The largest population of these sparrows is in the Three Lakes Wildlife Management Area, a dry prairie environment south of Orlando. But wildlife managers found that nests in this area were often being preyed on by eastern spotted skunks (Spilogale putorius), corn snakes (Pantherophis guttatus) and black racers (Coluber constrictor).

“The predation rates at that site were unsustainable,” Ragheb said.

Florida grasshopper sparrows may be down to as few as 100 adults left in the wild. ©Neil Pearson

Previous attempts to put fences around another endangered sparrow, the Cape Sable Seaside Sparrow, failed when the birds took issue with the barriers and would not return to the nest.

But Ragheb and her field team worked with a number of different material and designs to create several types of fences. They put cat food and different types of bait out, enclosed by the difference fence types. Then, they installed camera traps to see which kind would best keep out skunks.

The team finally settled on a design using fine mesh with an open top. They attached a foam strip to landscaping to stop snakes or small rodents from crawling under the mesh when the ground was uneven.

“The fences are only 2 feet tall, and there’s no reason why the skunks couldn’t climb over, but for the most part they just don’t,” Ragheb said. “They appear to be opportunistic foragers — we assume they must walk through the prairies and turn left or right when they reach a fence.”

Luckily, she said the birds also responded well. “This is an exciting solution, but it’s a temporary solution. Ultimately we’re seeking habitat management solutions to learn more about the predator communities and how to manage predators at the larger scale.”

In nearby ranch land, Ragheb said a Florida grasshopper sparrow population — one of four in existence including the Three Lakes birds — suffers from predation from skunks and snakes, but also faces a more insidious invasive threat: red imported fire ants (Solenopsis invicta).

“Our fences obviously do nothing to keep ants out,” Ragheb said, especially since they can tunnel under fences and pop up from underneath nests.

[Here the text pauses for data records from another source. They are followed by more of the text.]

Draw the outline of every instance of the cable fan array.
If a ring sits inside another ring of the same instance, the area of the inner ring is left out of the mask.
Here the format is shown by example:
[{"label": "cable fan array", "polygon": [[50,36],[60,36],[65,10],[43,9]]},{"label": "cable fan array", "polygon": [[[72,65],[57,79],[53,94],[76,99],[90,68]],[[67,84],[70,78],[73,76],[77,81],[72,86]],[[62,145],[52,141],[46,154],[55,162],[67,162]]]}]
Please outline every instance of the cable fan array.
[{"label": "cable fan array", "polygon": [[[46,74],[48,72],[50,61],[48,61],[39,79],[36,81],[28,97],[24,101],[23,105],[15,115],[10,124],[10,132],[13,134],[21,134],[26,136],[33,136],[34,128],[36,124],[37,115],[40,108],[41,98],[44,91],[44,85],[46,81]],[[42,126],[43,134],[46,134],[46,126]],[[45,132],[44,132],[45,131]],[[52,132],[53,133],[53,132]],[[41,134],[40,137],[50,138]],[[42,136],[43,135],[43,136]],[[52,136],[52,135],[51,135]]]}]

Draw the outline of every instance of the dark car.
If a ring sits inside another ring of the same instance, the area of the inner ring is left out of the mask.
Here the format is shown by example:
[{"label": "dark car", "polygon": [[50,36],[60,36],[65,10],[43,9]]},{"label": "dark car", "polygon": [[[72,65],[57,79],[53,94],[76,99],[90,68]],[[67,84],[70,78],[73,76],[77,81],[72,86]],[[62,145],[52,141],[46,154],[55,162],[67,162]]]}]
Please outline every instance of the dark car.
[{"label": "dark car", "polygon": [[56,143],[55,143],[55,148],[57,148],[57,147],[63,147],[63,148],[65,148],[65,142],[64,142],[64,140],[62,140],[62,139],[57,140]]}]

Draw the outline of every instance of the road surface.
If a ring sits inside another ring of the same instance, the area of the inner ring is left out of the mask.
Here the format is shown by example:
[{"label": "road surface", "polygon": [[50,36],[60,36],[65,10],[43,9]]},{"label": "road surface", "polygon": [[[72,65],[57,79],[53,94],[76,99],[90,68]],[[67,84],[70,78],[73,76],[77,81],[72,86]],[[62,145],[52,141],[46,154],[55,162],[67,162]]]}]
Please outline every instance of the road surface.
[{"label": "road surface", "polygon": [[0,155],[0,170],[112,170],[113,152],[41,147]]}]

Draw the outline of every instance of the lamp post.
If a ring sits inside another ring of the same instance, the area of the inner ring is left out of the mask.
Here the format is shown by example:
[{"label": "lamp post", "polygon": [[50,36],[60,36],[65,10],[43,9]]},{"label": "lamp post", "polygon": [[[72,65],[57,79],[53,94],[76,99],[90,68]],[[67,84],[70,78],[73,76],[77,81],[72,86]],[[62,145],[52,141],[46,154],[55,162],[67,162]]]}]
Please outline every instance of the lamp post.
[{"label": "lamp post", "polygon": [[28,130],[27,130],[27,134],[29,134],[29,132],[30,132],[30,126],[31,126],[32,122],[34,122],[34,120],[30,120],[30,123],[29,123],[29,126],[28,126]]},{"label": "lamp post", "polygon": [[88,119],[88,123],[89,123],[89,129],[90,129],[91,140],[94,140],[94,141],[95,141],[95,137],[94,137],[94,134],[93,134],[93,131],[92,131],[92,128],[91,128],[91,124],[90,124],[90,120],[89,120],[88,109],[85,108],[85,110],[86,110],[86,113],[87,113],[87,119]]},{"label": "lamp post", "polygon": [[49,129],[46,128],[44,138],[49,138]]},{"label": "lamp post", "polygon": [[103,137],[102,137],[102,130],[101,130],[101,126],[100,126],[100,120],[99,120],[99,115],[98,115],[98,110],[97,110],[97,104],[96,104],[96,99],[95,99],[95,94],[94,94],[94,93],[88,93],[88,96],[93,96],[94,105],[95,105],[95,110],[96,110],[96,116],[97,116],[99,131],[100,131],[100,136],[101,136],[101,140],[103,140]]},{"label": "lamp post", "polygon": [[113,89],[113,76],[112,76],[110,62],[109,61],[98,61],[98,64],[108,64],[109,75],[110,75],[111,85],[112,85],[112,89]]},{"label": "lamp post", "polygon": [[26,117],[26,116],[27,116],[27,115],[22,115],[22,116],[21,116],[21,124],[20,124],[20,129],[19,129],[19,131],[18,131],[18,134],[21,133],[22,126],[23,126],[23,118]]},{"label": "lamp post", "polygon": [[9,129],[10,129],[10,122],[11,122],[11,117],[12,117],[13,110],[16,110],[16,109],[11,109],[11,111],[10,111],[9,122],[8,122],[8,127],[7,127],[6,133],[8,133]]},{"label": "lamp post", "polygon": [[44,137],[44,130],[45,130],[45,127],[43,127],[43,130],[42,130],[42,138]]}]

Currently the only way to protect sparrow nests is by injecting nearby fire ant nests with boiling water, a technique developed by researchers at the University of Central Florida.

“At this point the sparrow is so critically endangered that every single nest matters. Every single chick matters,” Ragheb said, adding that there is more to be gained than lost by protecting individual nests.

The USFWS is currently working with White Oak Conservation Center in Florida to establish a captive flock as a backup, and they have had some early success in captive breeding and releasing birds to the wild.

The good news, Ragheb said, is that if most nests can be protected, there is a possibility for recovery since the sparrows are prolific breeders, nesting as many as three to five times a season in the same area. Through their nest protection efforts, she said a single female went from producing almost no young to up to 12 a season.

“I think it’s really encouraging that we were able to find a technique that’s successful that elevates the populations in the wild,” Ragheb said.